I get to sleep comfortably.

And I get to make out with Lisa, with handcuffs, like a wild animal on her bed.

Honestly, I don't know why I did that. Why I felt so turned on last night, why my body felt extremely hot or how much I craved for more.

Something is definitely wrong with me.

It could be the hormones, I mean, it couldn't involve any deeper feelings? I have no interest with someone like her, I have no plans of opening a chance to get to know her. The only feelings I have for her is anger and the urge to shove a fork in her throat.

But something was present last night.

Lisa is undeniably hot when she's mad, not the kind of mad where she would drown me or what but the more narrow mad. Annoyed and not bothering to lay a hand on me.

Have I already said that she's hot?

Also, she's an amazing kisser. Her lips are so soft, her throaty moans turned me on so bad. Her voice was so deep and I wasn't thinking straight, now look what happened. I wouldn't even be surprised if she's hella good in bed cause I know she is.
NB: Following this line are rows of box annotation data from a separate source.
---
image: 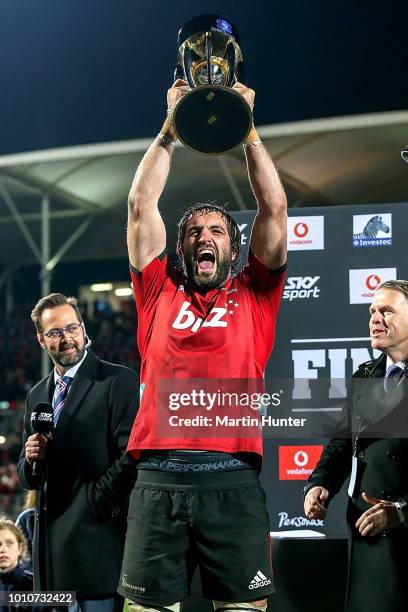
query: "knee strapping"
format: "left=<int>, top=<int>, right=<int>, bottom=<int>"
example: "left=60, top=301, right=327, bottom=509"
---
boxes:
left=213, top=601, right=268, bottom=612
left=127, top=599, right=182, bottom=612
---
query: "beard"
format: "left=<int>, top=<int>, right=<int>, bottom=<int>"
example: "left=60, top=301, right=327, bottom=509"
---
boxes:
left=47, top=345, right=85, bottom=369
left=184, top=254, right=232, bottom=293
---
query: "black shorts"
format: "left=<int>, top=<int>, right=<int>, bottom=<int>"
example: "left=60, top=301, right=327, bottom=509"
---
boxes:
left=118, top=470, right=275, bottom=605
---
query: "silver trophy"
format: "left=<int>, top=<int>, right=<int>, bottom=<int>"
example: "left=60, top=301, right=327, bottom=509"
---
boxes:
left=174, top=15, right=252, bottom=155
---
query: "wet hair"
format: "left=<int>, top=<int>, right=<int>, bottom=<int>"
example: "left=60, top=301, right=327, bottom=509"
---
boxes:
left=375, top=280, right=408, bottom=300
left=31, top=293, right=83, bottom=333
left=177, top=202, right=241, bottom=269
left=0, top=516, right=27, bottom=563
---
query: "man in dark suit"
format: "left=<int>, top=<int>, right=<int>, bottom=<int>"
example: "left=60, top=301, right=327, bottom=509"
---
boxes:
left=18, top=293, right=138, bottom=612
left=305, top=281, right=408, bottom=612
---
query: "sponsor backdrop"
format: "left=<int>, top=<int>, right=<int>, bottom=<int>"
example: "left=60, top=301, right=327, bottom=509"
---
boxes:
left=233, top=204, right=408, bottom=536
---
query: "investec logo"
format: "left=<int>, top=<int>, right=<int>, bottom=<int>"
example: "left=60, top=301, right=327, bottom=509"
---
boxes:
left=349, top=268, right=397, bottom=304
left=283, top=276, right=320, bottom=302
left=353, top=213, right=392, bottom=247
left=288, top=215, right=324, bottom=251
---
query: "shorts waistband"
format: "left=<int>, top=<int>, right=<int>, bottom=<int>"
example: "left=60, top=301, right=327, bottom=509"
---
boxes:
left=135, top=469, right=259, bottom=491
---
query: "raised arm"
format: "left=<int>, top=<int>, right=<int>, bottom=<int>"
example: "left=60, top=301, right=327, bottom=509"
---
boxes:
left=127, top=79, right=188, bottom=270
left=234, top=83, right=287, bottom=270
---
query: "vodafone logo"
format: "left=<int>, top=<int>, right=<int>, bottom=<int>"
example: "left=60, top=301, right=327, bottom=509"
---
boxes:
left=366, top=274, right=381, bottom=291
left=279, top=445, right=323, bottom=480
left=349, top=268, right=397, bottom=304
left=293, top=451, right=309, bottom=467
left=293, top=223, right=309, bottom=238
left=288, top=215, right=324, bottom=251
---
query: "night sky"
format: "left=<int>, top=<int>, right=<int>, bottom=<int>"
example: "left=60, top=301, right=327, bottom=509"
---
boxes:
left=0, top=0, right=408, bottom=155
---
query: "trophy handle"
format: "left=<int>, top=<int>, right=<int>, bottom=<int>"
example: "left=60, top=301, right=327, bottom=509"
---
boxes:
left=225, top=43, right=235, bottom=87
left=205, top=32, right=212, bottom=85
left=183, top=49, right=195, bottom=89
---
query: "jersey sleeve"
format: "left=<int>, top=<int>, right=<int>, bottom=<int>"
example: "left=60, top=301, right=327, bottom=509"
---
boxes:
left=130, top=253, right=168, bottom=318
left=241, top=251, right=286, bottom=369
left=242, top=250, right=286, bottom=318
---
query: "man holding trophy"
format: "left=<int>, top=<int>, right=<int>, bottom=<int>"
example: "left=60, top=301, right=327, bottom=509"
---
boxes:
left=119, top=15, right=287, bottom=612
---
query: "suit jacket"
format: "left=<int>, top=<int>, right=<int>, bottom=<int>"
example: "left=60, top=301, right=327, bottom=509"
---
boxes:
left=305, top=355, right=408, bottom=612
left=18, top=351, right=139, bottom=599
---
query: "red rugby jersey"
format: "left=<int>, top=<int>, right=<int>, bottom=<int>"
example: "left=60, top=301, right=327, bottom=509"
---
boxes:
left=127, top=252, right=285, bottom=459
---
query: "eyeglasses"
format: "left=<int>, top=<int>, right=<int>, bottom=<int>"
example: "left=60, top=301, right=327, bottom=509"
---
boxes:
left=44, top=323, right=82, bottom=340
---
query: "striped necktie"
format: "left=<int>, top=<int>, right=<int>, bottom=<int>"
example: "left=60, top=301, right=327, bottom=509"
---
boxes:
left=384, top=363, right=404, bottom=395
left=52, top=376, right=72, bottom=427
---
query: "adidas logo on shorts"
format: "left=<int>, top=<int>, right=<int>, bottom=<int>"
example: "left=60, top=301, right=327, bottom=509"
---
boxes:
left=248, top=570, right=271, bottom=590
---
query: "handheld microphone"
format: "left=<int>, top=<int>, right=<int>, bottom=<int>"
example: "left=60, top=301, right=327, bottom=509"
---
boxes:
left=31, top=402, right=54, bottom=477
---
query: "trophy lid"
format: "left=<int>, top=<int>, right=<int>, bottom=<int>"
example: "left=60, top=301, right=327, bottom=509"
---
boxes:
left=177, top=14, right=240, bottom=48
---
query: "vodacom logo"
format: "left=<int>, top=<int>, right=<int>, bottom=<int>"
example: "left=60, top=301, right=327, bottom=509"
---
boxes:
left=293, top=451, right=309, bottom=467
left=293, top=221, right=309, bottom=238
left=366, top=274, right=381, bottom=291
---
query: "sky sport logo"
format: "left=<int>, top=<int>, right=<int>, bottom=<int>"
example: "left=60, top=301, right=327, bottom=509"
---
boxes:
left=279, top=445, right=323, bottom=480
left=349, top=268, right=397, bottom=304
left=353, top=213, right=392, bottom=247
left=288, top=215, right=324, bottom=251
left=283, top=276, right=320, bottom=302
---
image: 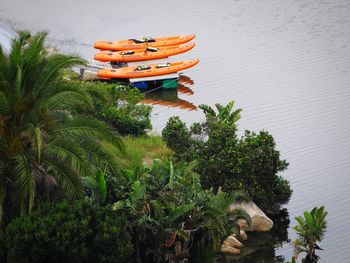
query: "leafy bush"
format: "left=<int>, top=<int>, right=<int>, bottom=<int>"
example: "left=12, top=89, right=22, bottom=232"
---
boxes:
left=5, top=201, right=133, bottom=262
left=162, top=103, right=292, bottom=212
left=96, top=85, right=152, bottom=136
left=113, top=159, right=250, bottom=262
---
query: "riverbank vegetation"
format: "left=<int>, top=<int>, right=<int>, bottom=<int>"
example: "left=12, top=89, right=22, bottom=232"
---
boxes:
left=0, top=32, right=298, bottom=263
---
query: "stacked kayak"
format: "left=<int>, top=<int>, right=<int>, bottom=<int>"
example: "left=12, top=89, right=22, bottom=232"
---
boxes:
left=94, top=43, right=196, bottom=62
left=94, top=34, right=196, bottom=50
left=94, top=34, right=199, bottom=83
left=97, top=59, right=199, bottom=79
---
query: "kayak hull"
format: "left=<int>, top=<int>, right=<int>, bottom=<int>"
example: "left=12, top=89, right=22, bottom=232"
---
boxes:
left=94, top=34, right=196, bottom=51
left=97, top=59, right=199, bottom=79
left=94, top=43, right=196, bottom=62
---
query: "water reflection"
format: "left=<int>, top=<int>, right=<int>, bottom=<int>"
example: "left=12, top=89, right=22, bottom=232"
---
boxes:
left=142, top=75, right=197, bottom=111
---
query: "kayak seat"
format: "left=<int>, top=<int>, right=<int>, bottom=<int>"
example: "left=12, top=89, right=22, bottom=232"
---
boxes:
left=129, top=38, right=145, bottom=44
left=146, top=47, right=159, bottom=52
left=142, top=37, right=156, bottom=42
left=157, top=63, right=171, bottom=68
left=135, top=66, right=151, bottom=71
left=121, top=50, right=135, bottom=56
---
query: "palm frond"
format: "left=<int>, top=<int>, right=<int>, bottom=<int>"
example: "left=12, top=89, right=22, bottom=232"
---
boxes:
left=12, top=154, right=35, bottom=213
left=0, top=90, right=9, bottom=116
left=43, top=156, right=83, bottom=200
left=44, top=138, right=93, bottom=176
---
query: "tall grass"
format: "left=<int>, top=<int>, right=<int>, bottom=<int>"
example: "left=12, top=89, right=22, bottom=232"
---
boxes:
left=118, top=135, right=172, bottom=169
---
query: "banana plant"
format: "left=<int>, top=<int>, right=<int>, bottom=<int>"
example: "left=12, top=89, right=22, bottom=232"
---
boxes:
left=293, top=206, right=328, bottom=263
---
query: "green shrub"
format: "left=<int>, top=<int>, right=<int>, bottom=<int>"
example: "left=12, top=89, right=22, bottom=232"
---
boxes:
left=162, top=102, right=292, bottom=212
left=113, top=159, right=250, bottom=262
left=5, top=201, right=133, bottom=262
left=96, top=85, right=152, bottom=136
The sex toys? I can already tell she brings multiple girls in her room and use them all on them.

I shouldn't be fantasizing about her.

About last night, we kept kissing until we ran out of breath. Lisa's mouth was literally everywhere from my head to toe, except my thing of course. I was thinking where that would lead us, since I was handcuffed and couldn't do anything else than that but nothing else happened.

To my surprise, she just left.

Walked out the room and never came back.

I haven't even seen her since I woke up, not that I was looking forward to but it was odd not to see her in the morning. I always do, either topless or well suited. In my room or at the door, looking very serious and ready to bury me alive. However, I'm glad I didn't see her to be honest. She'll just ruin my mood and act like nothing happened anyway, like she always does.

Today, I continued my charity job for her and do whatever I need to do before she comes home. I head to the living room where I saw Saem dusting every shelf and displays quietly. She seemed focused so I chose not to disturb her and picks up the vacuum cleaner leaning against the wall and starts vacuuming everywhere. I just finished cleaning in the hallway upstairs, feeding the wolves and even Lisa's room.

She specifically wanted me to clean her room and I have to do it everyday, whether she's in there or not.

It's almost dinner time now and we should be preparing before she arrives. I remember how my mom and I spend our day in the kitchen, she just kept teaching me how to do certain recipes until I can finally do it by myself. That served as our quality time, either baking or cooking.

I miss her.

I miss everyone.

Taehyung, god, Taehyung. I feel so guilty kissing someone else, getting on bed with someone else when I have him in my life. I still do, I know I still do. He's the best person everyone would like to have in their life. He's nice, caring, patient and more. Despite him having a perfect face, my love for him exceeds that level.